Why You Need a Load Balancer
When you decide to horizontally scale, you add more servers. But clients can't talk to "the server" anymore—there are multiple. You need something in front that receives requests and sends them to the right place. That's a load balancer.
Clients talk to the load balancer. The load balancer routes traffic to one of your web servers. Clients no longer talk to the servers directly.
For even more security, the servers inside your cluster can be reachable only through private IPs. The load balancer sits at the edge (or in a DMZ) and is the only public entry point. That's the idea behind a VPC (Virtual Private Cloud)—your servers live in a private network, and traffic comes in through the load balancer.

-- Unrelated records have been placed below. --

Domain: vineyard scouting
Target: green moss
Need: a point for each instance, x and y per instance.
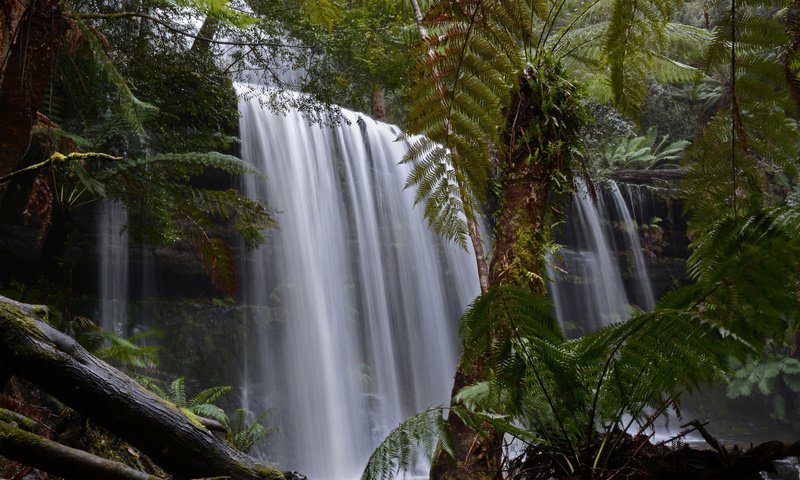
(192, 418)
(21, 326)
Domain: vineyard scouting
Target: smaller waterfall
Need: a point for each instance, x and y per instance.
(114, 261)
(600, 272)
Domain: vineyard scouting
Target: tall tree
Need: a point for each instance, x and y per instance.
(494, 102)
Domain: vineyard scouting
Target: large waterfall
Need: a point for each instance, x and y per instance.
(357, 301)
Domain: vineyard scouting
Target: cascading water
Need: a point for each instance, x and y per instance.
(356, 301)
(588, 283)
(114, 260)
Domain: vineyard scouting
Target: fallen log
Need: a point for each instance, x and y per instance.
(32, 349)
(21, 421)
(52, 457)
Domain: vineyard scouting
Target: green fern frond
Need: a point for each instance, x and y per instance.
(207, 396)
(322, 12)
(220, 10)
(244, 436)
(401, 449)
(198, 160)
(177, 392)
(133, 110)
(125, 351)
(207, 410)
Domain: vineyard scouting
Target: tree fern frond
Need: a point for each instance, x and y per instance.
(227, 163)
(134, 111)
(401, 449)
(177, 392)
(208, 396)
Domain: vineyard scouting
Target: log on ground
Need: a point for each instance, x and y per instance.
(32, 349)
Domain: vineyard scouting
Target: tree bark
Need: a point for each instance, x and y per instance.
(52, 457)
(466, 196)
(207, 31)
(792, 53)
(21, 421)
(28, 64)
(378, 103)
(33, 350)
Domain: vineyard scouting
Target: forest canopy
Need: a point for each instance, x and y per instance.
(513, 103)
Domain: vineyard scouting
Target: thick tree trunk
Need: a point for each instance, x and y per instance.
(208, 31)
(52, 457)
(378, 103)
(33, 350)
(792, 53)
(28, 64)
(529, 163)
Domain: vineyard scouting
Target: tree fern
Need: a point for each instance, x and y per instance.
(132, 109)
(400, 450)
(752, 136)
(469, 69)
(580, 397)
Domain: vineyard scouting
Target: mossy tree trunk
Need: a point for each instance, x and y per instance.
(33, 350)
(52, 457)
(542, 122)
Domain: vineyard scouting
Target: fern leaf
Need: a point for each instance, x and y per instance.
(400, 450)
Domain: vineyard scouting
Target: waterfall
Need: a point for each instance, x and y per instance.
(600, 271)
(354, 302)
(114, 260)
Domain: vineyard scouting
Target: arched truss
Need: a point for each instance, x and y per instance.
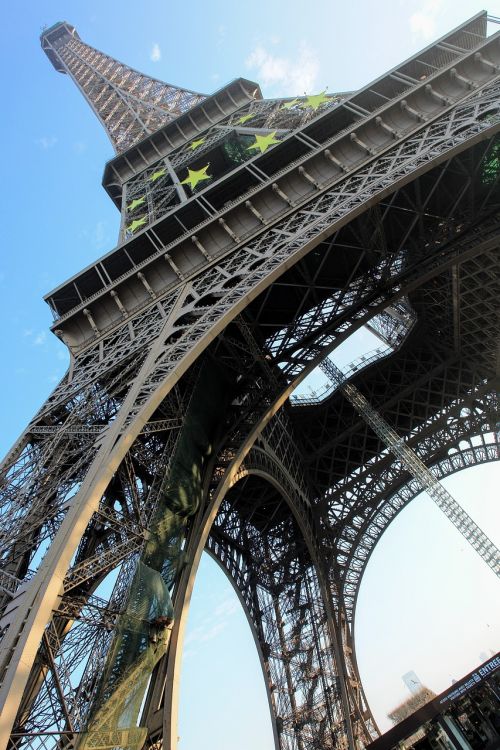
(486, 451)
(270, 564)
(111, 422)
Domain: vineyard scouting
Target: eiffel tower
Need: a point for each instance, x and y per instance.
(256, 236)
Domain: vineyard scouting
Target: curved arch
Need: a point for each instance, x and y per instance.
(445, 467)
(150, 388)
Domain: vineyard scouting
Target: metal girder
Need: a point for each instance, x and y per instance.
(208, 277)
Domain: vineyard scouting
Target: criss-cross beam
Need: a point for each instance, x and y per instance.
(139, 321)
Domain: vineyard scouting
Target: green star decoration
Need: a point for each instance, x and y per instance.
(136, 224)
(196, 144)
(262, 142)
(156, 175)
(316, 100)
(136, 202)
(245, 118)
(195, 176)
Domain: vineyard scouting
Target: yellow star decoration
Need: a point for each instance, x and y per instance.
(196, 144)
(136, 202)
(156, 175)
(195, 176)
(136, 224)
(262, 142)
(245, 118)
(316, 100)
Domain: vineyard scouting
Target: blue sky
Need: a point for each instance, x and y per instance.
(426, 603)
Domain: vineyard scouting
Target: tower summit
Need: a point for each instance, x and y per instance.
(256, 236)
(129, 104)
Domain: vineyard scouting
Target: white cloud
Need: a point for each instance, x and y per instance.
(285, 75)
(46, 142)
(423, 22)
(210, 627)
(155, 53)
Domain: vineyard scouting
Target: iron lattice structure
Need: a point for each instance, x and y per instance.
(174, 431)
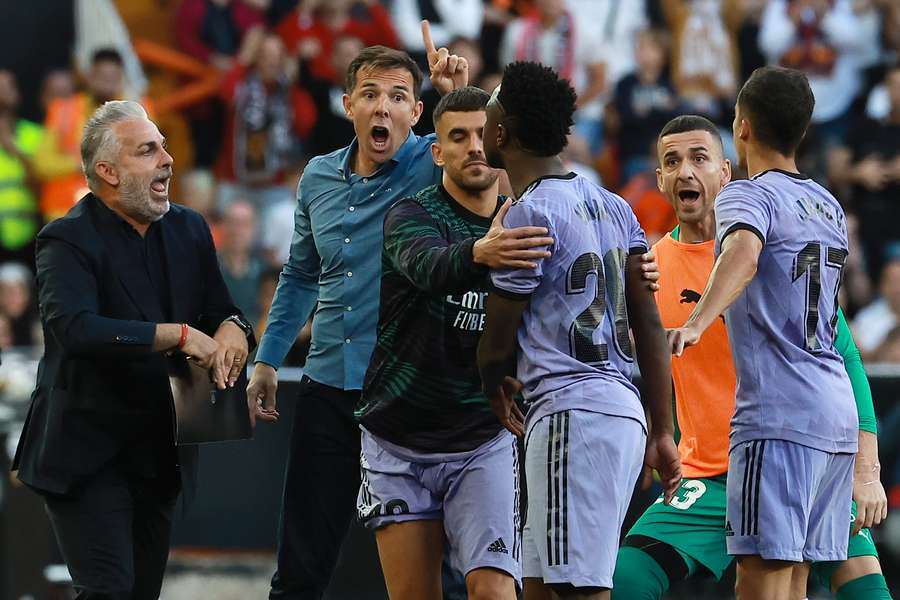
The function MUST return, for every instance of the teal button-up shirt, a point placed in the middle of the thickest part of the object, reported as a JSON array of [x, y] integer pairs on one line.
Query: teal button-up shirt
[[335, 259]]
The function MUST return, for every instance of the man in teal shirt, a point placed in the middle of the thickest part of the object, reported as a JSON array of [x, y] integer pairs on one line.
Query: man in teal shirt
[[335, 266]]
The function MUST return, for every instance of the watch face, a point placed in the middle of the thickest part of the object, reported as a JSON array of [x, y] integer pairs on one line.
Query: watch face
[[241, 322]]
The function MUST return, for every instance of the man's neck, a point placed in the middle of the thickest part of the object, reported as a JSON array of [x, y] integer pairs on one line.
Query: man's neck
[[760, 160], [483, 203], [549, 22], [697, 233], [363, 165], [530, 168], [237, 262]]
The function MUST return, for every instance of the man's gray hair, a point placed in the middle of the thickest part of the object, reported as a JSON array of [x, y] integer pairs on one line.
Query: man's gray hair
[[98, 142]]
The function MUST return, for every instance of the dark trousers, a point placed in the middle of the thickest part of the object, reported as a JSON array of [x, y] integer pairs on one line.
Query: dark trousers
[[321, 482], [114, 533]]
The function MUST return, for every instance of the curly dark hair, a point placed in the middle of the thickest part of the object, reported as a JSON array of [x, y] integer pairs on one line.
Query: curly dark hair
[[465, 99], [779, 104], [542, 103]]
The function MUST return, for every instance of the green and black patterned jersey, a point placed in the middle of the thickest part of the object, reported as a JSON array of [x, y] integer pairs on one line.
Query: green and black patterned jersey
[[422, 390]]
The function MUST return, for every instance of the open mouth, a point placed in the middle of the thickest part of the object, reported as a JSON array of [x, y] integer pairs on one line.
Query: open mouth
[[380, 137], [160, 184], [688, 196]]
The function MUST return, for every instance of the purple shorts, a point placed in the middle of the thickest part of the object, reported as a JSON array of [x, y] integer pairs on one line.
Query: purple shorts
[[474, 493], [788, 502]]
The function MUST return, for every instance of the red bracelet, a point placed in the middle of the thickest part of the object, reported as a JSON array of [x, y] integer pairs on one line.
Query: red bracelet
[[183, 338]]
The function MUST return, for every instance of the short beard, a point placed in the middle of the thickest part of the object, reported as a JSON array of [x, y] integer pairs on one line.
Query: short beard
[[134, 197], [475, 186]]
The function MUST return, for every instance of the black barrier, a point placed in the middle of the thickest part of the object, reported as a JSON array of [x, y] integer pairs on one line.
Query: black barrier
[[239, 498]]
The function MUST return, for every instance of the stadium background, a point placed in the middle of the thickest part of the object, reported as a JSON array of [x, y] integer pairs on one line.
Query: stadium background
[[198, 64]]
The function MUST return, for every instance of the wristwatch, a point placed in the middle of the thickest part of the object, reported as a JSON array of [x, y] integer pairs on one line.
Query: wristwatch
[[241, 322]]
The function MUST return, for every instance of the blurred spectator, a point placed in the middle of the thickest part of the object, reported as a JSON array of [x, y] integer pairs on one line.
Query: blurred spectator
[[197, 189], [749, 55], [58, 160], [333, 128], [449, 19], [19, 141], [212, 30], [59, 83], [241, 268], [878, 103], [471, 51], [644, 102], [824, 38], [16, 302], [870, 163], [6, 338], [856, 291], [277, 232], [310, 30], [99, 25], [872, 324], [570, 43], [615, 25], [704, 54], [267, 117]]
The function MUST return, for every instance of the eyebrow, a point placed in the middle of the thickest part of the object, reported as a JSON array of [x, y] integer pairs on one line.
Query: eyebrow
[[152, 144], [458, 130], [372, 84]]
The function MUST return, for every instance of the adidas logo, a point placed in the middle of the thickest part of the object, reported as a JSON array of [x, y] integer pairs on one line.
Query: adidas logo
[[498, 546]]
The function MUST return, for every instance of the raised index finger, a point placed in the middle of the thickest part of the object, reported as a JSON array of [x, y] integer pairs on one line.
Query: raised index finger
[[426, 37]]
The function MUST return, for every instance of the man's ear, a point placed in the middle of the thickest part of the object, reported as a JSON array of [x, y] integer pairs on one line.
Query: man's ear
[[107, 172], [437, 154], [417, 113]]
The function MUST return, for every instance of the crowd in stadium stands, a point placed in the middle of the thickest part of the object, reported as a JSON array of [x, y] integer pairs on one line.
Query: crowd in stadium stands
[[248, 90]]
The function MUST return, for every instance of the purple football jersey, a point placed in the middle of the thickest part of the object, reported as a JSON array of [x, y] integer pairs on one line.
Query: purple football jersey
[[575, 349], [791, 382]]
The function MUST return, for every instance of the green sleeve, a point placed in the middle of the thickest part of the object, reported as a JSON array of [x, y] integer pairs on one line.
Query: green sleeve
[[416, 248], [853, 364]]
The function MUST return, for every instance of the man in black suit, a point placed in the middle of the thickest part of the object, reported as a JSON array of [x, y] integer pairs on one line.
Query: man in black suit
[[126, 283]]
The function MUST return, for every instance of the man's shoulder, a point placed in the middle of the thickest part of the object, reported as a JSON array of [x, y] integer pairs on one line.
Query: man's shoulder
[[427, 200], [73, 226], [325, 164]]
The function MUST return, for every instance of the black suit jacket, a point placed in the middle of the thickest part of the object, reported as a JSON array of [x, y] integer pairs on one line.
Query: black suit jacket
[[99, 383]]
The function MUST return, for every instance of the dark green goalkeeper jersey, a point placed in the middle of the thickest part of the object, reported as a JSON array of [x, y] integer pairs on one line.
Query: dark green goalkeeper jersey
[[422, 389]]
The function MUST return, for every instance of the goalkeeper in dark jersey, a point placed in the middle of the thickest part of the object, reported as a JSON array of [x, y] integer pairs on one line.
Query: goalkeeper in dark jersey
[[438, 470]]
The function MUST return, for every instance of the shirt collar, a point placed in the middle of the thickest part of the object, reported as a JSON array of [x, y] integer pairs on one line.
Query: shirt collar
[[346, 161]]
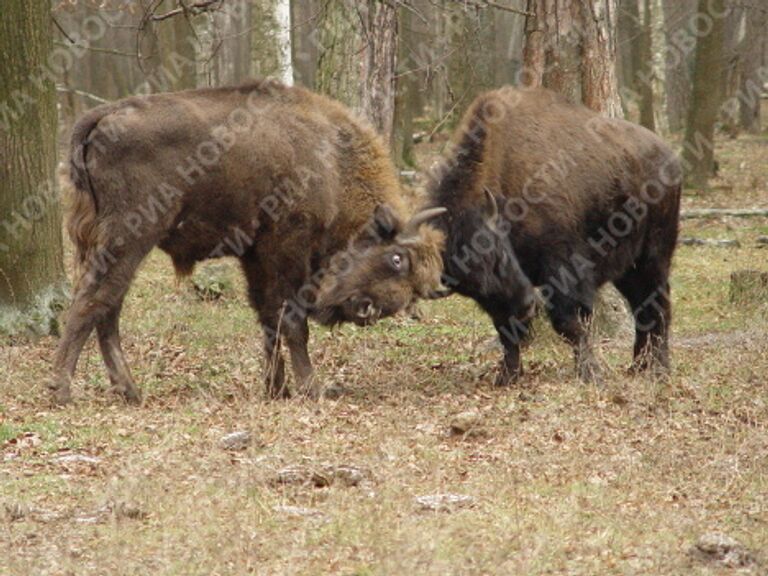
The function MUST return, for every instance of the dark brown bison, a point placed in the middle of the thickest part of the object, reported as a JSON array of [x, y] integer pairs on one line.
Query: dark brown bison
[[543, 193], [285, 180]]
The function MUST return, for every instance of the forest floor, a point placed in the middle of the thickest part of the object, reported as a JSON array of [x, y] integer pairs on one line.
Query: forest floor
[[562, 477]]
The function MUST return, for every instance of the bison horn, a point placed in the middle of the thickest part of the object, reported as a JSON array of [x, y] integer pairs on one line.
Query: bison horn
[[411, 229], [492, 207]]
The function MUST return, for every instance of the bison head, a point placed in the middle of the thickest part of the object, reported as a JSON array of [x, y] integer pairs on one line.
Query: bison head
[[387, 266]]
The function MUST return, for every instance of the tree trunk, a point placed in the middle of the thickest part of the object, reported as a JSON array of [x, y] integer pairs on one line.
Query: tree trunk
[[751, 82], [680, 46], [628, 31], [377, 96], [338, 69], [698, 146], [283, 37], [31, 270], [645, 70], [406, 94], [571, 48], [305, 41]]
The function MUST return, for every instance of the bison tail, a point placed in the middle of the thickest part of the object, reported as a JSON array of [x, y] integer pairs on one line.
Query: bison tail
[[83, 225]]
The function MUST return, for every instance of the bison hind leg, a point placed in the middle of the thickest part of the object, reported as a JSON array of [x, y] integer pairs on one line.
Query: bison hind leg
[[646, 288], [96, 304]]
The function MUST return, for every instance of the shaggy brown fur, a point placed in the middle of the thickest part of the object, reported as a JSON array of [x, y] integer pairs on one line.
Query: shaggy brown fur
[[279, 177], [581, 200]]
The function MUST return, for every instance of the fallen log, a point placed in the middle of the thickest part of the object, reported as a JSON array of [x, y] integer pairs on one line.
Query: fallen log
[[718, 212]]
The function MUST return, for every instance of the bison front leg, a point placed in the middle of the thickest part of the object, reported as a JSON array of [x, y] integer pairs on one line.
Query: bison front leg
[[108, 333], [648, 295], [512, 330], [296, 333], [571, 320], [274, 373]]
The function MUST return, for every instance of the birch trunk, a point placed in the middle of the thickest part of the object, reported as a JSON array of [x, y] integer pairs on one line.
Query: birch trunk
[[31, 270]]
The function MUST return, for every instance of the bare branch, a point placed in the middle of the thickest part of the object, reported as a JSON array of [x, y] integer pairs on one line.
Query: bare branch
[[194, 9], [94, 49], [99, 99], [496, 5]]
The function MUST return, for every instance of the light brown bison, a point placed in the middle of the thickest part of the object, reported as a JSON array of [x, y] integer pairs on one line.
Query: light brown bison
[[285, 180], [543, 193]]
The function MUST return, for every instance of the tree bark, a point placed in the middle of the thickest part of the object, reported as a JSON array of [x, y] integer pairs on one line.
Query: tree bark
[[680, 47], [698, 145], [406, 95], [645, 70], [571, 48], [338, 66], [31, 269], [750, 83], [377, 96]]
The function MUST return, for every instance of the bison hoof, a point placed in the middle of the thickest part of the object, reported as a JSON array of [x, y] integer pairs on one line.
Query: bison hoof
[[130, 395], [61, 396], [278, 392], [506, 377], [590, 373]]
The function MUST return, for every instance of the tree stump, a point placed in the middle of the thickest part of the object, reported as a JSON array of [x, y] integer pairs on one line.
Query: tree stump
[[749, 287]]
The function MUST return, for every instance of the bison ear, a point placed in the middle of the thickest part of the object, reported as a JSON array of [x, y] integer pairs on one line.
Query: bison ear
[[491, 208], [385, 224]]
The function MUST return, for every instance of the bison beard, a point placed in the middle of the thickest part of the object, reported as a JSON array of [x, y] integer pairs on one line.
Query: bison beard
[[544, 193], [278, 177]]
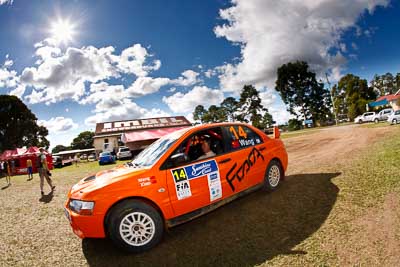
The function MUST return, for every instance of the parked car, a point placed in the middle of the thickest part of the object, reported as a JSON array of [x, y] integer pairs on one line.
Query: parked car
[[180, 176], [124, 153], [394, 118], [106, 158], [92, 157], [382, 115], [366, 117]]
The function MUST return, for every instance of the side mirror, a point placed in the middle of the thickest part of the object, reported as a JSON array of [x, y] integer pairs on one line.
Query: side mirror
[[277, 133]]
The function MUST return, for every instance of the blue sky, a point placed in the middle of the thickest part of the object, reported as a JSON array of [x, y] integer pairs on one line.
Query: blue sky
[[77, 62]]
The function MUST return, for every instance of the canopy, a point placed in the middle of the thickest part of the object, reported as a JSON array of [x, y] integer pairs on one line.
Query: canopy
[[148, 134]]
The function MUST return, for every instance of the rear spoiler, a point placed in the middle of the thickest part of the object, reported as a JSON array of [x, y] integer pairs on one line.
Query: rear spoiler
[[277, 133], [274, 131]]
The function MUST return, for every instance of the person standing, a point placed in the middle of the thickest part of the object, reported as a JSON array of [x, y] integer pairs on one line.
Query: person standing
[[7, 172], [30, 170], [44, 171]]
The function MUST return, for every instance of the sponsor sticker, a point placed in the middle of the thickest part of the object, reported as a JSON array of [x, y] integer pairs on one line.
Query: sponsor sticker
[[183, 176]]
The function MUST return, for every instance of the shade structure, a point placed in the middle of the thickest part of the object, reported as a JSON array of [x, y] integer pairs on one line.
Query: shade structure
[[148, 134]]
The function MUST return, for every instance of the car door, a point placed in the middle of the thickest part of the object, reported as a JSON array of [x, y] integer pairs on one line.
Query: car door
[[194, 183], [240, 167]]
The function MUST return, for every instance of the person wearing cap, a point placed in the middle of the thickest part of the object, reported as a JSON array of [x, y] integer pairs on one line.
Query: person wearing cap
[[206, 147], [29, 169], [44, 171]]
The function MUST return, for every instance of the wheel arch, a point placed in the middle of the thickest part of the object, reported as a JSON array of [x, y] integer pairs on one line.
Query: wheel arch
[[280, 164], [139, 198]]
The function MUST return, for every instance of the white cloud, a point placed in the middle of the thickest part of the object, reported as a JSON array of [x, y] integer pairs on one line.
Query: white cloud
[[2, 2], [63, 75], [188, 78], [132, 60], [272, 33], [199, 95], [146, 85], [58, 124], [127, 110]]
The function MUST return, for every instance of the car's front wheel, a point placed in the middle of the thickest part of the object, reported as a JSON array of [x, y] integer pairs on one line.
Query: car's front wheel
[[135, 226], [273, 175]]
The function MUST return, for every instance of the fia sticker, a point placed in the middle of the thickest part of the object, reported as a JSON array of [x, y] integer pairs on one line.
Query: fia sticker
[[144, 181], [183, 190]]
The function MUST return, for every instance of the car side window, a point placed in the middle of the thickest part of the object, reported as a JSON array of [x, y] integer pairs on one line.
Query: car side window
[[240, 136], [193, 148]]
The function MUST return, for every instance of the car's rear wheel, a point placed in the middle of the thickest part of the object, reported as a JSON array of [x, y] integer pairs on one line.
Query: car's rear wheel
[[273, 175], [135, 226]]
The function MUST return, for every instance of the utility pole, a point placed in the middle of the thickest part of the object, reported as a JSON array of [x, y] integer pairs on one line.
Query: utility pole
[[330, 93]]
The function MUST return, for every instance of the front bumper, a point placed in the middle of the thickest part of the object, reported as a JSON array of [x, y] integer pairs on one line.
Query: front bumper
[[85, 226]]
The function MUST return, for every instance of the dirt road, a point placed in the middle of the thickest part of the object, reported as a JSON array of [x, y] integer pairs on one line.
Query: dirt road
[[250, 231], [330, 146]]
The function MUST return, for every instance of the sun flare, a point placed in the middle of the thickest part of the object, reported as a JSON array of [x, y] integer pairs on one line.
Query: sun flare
[[63, 31]]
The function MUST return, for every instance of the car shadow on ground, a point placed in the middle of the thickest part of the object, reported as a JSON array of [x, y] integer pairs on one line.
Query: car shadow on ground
[[47, 198], [246, 232]]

What Does a Load Balancer Do?
Spread the Load
The load balancer distributes requests across your servers so no single server gets overwhelmed. Each server does less work, stays responsive, and you handle more traffic overall.
Improve Availability
When a server goes down (crash, reboot, deployment), the load balancer stops sending traffic to it and routes only to healthy servers. Users don't see errors—traffic just goes somewhere else. When the server comes back, the load balancer can start sending traffic to it again.
Load Balancing Algorithms
How does the load balancer decide which server gets the next request? Common algorithms:
| Algorithm | How it works |
|---|
| Round Robin | Send each request to the next server in order. Simple, fair for equal-capacity servers. |
| Least Connections | Send to the server with the fewest active connections. Good when requests have different durations. |
| Least Response Time | Send to the server with the fastest recent response time. Routes away from slow or busy servers. |
| Least Bandwidth | Send to the server currently using the least bandwidth. |
| Weighted | Some servers are stronger than others. Assign weights and distribute proportionally. |
Pick based on your workload. Round Robin is the simplest; Least Connections or Least Response Time often work better when requests vary in cost or duration.
Health Checks
How does the load balancer know which servers are still alive?
Health checks. The load balancer periodically hits an endpoint on each server (e.g., /health) or checks if a port is open. If the server doesn't respond in time or returns an error, the load balancer marks it unhealthy and stops sending traffic until it starts responding again.
Without health checks, the load balancer would keep sending requests to dead or overloaded servers. Health checks are what make failover and high availability possible.